My model was ultimately off by 0.46%. https://t.co/f3K5gJzJnE pic.twitter.com/vdt9GL6oqY
— Christian Heiens 🏛 (@ChristianHeiens) November 7, 2024
Similar modeling was done for Nevada and Arizona by other data crunchers which showed a clear Trump advantage heading into Election Day. These estimates ended up being entirely correct as he comfortably won both states.

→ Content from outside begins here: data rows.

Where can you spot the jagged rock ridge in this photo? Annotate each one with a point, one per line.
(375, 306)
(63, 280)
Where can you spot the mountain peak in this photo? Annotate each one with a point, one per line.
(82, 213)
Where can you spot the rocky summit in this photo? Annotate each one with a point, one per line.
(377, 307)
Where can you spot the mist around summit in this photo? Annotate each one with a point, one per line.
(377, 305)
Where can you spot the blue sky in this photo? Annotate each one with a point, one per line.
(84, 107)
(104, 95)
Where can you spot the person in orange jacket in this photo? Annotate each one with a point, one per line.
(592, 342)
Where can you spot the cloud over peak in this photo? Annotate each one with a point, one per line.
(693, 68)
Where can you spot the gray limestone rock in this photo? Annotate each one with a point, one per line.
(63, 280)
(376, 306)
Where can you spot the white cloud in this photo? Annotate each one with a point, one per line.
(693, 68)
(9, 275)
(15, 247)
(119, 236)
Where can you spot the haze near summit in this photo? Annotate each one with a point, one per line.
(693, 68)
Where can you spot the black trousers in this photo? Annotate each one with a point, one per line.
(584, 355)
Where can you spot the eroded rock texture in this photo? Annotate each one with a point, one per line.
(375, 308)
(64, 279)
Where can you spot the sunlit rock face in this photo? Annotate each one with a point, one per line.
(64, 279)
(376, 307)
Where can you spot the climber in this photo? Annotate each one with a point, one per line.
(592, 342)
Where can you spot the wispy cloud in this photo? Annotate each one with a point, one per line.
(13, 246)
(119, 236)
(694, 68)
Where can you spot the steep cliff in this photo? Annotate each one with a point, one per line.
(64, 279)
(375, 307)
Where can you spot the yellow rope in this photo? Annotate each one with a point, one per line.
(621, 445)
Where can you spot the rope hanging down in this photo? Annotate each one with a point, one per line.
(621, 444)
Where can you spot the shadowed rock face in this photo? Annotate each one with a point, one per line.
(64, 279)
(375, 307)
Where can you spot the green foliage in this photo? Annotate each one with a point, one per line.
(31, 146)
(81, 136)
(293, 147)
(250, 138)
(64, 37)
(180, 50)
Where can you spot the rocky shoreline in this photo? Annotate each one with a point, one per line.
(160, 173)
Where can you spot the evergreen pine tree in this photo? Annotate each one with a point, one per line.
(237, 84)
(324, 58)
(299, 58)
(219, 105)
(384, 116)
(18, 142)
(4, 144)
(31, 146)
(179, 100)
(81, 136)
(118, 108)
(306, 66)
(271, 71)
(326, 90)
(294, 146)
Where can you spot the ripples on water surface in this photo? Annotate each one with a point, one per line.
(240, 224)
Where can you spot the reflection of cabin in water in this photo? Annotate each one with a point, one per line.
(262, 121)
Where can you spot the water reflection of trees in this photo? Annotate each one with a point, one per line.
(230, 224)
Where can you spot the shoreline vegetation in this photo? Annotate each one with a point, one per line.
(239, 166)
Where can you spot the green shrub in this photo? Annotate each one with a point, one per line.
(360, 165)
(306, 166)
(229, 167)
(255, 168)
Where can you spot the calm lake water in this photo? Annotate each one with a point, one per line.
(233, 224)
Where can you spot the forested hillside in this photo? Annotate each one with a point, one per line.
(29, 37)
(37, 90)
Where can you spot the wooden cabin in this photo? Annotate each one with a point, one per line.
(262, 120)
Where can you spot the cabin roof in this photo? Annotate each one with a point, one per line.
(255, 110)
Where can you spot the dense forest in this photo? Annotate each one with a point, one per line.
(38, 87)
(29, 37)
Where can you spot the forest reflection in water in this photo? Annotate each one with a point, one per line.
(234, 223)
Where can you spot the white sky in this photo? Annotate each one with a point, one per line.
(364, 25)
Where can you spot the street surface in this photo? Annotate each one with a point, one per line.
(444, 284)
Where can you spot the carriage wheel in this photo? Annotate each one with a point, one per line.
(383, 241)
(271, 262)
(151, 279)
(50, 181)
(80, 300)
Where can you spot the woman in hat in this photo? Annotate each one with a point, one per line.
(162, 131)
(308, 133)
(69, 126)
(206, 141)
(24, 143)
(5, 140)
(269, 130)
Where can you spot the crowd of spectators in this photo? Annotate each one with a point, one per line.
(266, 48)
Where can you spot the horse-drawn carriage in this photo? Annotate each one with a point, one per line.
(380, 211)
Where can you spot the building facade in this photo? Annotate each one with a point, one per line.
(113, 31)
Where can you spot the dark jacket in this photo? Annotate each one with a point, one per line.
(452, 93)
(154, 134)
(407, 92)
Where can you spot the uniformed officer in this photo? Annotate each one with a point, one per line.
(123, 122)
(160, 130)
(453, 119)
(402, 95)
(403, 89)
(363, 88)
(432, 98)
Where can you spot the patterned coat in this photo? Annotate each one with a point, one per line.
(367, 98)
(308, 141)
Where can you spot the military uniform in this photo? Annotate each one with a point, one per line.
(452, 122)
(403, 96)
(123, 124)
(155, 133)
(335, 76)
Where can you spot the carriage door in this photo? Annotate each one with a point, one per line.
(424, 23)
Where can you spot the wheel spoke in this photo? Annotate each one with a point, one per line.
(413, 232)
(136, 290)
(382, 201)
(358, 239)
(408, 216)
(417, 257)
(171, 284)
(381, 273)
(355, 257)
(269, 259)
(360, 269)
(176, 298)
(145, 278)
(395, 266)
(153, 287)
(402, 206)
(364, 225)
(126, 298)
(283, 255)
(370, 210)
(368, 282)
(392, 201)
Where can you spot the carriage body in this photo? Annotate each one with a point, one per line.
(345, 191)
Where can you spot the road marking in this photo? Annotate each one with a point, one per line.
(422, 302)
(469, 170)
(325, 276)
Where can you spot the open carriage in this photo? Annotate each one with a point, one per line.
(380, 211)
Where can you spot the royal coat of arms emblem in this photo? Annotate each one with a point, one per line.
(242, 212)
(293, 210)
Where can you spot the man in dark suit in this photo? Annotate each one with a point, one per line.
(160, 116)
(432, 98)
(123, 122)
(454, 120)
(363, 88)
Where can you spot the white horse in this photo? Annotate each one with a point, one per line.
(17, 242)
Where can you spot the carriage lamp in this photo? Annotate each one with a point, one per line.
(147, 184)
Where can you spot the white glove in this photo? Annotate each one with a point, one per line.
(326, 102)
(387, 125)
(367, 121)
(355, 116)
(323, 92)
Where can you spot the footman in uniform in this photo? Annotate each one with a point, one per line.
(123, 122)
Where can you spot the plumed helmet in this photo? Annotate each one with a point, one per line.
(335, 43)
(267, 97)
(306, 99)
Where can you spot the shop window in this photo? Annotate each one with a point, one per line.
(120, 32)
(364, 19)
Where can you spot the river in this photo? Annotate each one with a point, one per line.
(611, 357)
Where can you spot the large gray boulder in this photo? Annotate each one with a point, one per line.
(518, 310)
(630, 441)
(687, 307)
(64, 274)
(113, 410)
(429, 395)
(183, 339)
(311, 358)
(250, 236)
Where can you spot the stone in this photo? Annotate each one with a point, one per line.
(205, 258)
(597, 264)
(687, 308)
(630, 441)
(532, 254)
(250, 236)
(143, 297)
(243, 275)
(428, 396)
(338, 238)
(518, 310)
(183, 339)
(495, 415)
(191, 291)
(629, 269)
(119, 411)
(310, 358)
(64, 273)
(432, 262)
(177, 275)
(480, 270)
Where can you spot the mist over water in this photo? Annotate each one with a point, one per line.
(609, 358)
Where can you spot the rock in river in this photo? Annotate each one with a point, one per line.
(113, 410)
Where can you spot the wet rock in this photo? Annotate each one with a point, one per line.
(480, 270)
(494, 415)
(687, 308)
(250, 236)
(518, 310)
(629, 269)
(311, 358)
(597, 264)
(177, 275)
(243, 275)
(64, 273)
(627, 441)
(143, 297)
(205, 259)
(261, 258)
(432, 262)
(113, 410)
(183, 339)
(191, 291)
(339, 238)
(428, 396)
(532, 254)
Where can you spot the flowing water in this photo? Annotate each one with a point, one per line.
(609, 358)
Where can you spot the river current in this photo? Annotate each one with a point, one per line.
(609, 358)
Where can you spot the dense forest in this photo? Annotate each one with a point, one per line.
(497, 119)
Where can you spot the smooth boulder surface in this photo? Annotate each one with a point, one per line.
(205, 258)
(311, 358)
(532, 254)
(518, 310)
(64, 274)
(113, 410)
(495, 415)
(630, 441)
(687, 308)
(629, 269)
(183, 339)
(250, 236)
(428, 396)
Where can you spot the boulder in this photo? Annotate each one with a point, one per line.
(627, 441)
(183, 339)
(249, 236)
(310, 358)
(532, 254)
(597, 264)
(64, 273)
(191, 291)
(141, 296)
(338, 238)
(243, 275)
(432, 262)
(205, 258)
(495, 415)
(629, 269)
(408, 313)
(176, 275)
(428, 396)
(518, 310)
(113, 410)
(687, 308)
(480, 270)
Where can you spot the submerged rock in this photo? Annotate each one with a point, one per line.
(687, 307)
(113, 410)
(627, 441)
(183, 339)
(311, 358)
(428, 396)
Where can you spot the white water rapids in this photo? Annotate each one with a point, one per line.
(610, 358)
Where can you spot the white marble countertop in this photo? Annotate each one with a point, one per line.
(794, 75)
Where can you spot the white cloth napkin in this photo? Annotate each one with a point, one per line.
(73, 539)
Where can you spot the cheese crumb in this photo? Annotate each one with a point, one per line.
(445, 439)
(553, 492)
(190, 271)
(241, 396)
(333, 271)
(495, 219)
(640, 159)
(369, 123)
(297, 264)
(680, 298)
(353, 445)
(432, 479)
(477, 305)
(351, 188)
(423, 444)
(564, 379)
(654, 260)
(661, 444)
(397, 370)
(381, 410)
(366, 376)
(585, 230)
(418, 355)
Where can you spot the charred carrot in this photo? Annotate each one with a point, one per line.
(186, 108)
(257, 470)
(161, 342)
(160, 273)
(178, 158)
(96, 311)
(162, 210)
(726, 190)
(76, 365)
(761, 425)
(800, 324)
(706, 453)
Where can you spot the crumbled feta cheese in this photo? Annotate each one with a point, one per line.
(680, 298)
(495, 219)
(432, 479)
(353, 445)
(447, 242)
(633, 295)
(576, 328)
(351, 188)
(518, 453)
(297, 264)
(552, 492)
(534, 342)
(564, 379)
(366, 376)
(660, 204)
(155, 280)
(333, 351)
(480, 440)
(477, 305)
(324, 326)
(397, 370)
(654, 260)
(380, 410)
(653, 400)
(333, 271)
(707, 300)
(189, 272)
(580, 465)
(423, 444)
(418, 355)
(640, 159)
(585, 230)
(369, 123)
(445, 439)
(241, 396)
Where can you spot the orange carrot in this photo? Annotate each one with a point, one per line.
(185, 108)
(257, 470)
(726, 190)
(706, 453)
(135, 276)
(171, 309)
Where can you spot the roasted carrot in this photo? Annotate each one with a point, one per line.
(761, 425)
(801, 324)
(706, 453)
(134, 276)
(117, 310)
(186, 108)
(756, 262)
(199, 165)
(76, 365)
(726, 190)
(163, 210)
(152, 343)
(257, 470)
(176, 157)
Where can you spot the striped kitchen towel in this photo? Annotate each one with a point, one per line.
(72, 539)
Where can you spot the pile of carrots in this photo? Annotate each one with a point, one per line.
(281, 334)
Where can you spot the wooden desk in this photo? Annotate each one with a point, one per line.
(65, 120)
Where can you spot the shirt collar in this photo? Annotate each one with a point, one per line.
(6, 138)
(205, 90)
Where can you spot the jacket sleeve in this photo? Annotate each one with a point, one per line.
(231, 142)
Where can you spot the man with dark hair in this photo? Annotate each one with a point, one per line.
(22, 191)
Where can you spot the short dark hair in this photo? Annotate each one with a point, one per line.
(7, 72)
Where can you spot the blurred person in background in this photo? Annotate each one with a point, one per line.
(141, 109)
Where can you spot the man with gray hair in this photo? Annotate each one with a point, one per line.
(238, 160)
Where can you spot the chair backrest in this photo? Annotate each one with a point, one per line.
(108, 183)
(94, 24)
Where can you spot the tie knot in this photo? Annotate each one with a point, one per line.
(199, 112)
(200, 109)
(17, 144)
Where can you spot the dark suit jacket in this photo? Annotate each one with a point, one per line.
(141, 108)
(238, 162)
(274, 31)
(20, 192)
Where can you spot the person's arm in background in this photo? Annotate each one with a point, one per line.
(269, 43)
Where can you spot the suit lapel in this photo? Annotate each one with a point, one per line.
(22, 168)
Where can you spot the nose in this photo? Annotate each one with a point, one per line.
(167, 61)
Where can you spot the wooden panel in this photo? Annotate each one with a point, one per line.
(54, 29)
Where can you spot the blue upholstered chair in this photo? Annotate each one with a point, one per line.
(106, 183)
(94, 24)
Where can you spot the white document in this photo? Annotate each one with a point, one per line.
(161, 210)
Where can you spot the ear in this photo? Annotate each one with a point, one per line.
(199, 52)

Meanwhile, as the early vote models were producing data that wound up being almost entirely correct, one noted analyst was warning against even looking at the early voting trends:
OK, a lot of people have been asking for this one.
Just Say No to analysis of early voting. It probably won't help you to make better predictions. But you may fool yourself. Here's why.https://t.co/YCusV6z525
— Nate Silver (@NateSilver538) October 30, 2024
It was early voting analysis that correctly called a Trump victory while the Silver model based on public polls was little more than a three-month experiment in coin toss theory.
Does this mean early vote modeling will always be correct? Of course not. It does mean that early voting data should be considered equally or more likely better than the traditional election modeling built on subjectively weighted polls.